日本政府の調査団は、外務省を中心に拉致問題対策本部警察庁などの担当者で構成される。
北朝鮮に一定期間滞在し、関係者への聴取や現地視察を行う方向だ。



拉致事件、捜査の現状】
北朝鮮による拉致事件を巡り、日本の警察はこれまで実行犯や指示役として北朝鮮の元工作員たち合わせて11人を国際手配しています。
拉致には金正日キム・ジョンイル)総書記が掌握していた対外情報調査部と呼ばれる工作機関が組織的に関わっていた疑いが強いと見て捜査を続けています。
このうち、福井県の地村保志さん・富貴恵さん夫妻を拉致した実行犯として元工作員辛光洙シン・グァンス)容疑者が手配されています。
また、大阪府の原 敕晁さんが拉致された事件では、辛容疑者とともに金吉旭(キム・キルウク)容疑者も共犯者として手配されています。
この他、東京都の久米 裕さん拉致事件では金世鎬(キム・セホ)容疑者が、新潟県曽我ひとみさん拉致事件にはキム・ミョンスク容疑者がそれぞれ関わったとして手配されています。

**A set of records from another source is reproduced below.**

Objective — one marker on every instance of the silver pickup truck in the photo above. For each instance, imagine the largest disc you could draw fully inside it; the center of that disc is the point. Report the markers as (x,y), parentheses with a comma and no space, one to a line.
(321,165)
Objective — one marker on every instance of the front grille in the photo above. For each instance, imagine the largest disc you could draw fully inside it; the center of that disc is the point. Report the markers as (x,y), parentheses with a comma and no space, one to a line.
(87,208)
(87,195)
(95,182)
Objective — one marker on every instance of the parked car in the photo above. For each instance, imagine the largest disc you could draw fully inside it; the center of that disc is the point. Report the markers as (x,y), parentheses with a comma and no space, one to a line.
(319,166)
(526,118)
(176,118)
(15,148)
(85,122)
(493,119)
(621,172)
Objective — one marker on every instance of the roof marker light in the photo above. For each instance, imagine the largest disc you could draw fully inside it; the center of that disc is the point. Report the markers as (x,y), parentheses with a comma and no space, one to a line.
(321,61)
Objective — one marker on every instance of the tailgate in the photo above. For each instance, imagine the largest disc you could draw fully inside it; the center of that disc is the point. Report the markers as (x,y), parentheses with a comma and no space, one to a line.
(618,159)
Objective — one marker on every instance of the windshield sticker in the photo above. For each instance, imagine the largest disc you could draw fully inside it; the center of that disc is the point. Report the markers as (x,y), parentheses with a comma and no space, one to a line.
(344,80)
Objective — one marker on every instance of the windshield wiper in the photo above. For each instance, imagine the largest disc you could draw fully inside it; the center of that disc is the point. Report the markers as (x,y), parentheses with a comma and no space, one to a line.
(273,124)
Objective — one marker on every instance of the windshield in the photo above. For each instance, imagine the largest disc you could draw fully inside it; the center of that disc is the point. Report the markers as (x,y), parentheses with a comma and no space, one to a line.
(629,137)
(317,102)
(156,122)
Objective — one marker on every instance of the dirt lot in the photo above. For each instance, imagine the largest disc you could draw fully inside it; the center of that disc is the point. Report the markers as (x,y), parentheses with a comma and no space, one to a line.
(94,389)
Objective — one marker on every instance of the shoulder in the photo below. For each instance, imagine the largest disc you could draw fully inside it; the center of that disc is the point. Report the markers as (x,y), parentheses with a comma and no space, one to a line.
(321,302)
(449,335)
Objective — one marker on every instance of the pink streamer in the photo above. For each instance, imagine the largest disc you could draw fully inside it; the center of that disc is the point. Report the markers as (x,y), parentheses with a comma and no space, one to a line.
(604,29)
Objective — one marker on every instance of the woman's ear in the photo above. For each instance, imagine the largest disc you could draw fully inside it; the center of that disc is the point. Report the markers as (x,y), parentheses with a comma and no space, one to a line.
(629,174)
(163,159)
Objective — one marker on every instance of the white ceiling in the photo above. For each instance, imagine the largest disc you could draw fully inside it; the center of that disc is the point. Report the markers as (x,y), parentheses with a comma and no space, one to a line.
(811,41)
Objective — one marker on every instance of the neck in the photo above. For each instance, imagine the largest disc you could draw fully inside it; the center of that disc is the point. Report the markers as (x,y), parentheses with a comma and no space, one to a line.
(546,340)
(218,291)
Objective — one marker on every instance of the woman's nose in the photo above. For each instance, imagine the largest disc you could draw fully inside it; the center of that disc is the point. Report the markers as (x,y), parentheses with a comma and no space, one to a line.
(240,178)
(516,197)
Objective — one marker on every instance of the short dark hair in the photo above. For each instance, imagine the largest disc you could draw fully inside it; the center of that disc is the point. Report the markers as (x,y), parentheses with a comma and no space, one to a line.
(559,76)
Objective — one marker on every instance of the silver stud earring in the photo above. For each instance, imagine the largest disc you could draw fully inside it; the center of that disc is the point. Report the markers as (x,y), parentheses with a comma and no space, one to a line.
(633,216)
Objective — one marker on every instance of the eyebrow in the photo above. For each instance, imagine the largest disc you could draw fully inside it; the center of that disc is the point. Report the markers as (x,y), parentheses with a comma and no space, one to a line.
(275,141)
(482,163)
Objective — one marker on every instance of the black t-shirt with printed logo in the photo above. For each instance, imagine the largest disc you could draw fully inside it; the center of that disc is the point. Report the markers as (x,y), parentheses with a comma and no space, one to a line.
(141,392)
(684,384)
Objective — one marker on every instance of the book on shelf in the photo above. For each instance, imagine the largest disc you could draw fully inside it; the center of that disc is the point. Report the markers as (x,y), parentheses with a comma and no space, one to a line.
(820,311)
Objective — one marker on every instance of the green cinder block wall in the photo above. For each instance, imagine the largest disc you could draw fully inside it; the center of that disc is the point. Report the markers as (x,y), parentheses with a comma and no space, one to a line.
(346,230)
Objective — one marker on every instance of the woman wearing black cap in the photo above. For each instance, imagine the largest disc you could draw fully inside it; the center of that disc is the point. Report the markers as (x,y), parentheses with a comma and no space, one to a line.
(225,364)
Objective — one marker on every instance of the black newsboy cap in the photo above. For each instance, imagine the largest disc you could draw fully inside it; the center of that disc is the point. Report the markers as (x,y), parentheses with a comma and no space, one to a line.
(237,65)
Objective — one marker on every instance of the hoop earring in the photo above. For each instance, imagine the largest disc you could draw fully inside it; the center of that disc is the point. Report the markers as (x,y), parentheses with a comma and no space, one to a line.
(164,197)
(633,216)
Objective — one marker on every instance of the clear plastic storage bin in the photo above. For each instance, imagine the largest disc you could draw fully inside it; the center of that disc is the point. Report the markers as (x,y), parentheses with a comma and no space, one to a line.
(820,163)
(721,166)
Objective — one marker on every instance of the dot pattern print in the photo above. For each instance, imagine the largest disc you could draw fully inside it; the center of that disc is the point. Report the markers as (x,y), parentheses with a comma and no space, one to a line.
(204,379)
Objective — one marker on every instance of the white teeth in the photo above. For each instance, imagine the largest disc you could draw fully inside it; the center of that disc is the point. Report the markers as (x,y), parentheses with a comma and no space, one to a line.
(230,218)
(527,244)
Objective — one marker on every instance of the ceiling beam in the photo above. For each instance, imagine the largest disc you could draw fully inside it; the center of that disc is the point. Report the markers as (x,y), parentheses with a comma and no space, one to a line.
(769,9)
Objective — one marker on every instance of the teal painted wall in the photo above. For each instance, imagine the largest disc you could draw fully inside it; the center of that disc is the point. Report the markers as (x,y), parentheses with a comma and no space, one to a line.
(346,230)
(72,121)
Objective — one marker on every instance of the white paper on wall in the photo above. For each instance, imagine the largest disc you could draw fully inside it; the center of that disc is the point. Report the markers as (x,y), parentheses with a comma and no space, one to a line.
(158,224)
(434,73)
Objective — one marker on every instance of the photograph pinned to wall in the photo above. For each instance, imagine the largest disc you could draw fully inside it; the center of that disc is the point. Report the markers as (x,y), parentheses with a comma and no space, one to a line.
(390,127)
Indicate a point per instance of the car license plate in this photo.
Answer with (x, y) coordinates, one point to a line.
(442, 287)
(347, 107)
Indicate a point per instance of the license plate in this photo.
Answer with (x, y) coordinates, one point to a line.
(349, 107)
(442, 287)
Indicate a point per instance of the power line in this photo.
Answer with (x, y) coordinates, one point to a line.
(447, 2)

北海道出身の渡辺秀子さんの子供2人の拉致事件では、工作員グループのリーダー格で北朝鮮にいると見られる洪寿恵(ホン・スヘ)こと木下陽子容疑者が手配されています。
新潟県の蓮池 薫さん・祐木子さん夫妻の拉致事件ではチェ・スンチョル容疑者が実行犯として手配されている他、金総書記が掌握していた対外報調査部と呼ばれる北朝鮮の工作機関の幹部であるハン・クムニョン容疑者とキム・ナンジン容疑者が拉致の実行を指示したとして手配されています。
ハン容疑者たちは工作機関で「指導員」と呼ばれる立場で、辛光洙容疑者たちもこの組織の一員だったことがわかっており、警察は北朝鮮が組織的に拉致を実行した疑いが強いと見て捜査を続けています。
よど号ハイジャック事件のメンバーたちも1980年代にヨーロッパで相次いだ3人の日本人拉致に関わった疑いで国際手配されています。
このうち、有本恵子さん拉致事件では魚本公博(安部公博)容疑者が、石岡 亨さんと松木 薫さん拉致事件ではよど号メンバーの妻の森 順子・若林佐喜子両容疑者がそれぞれ手配されています。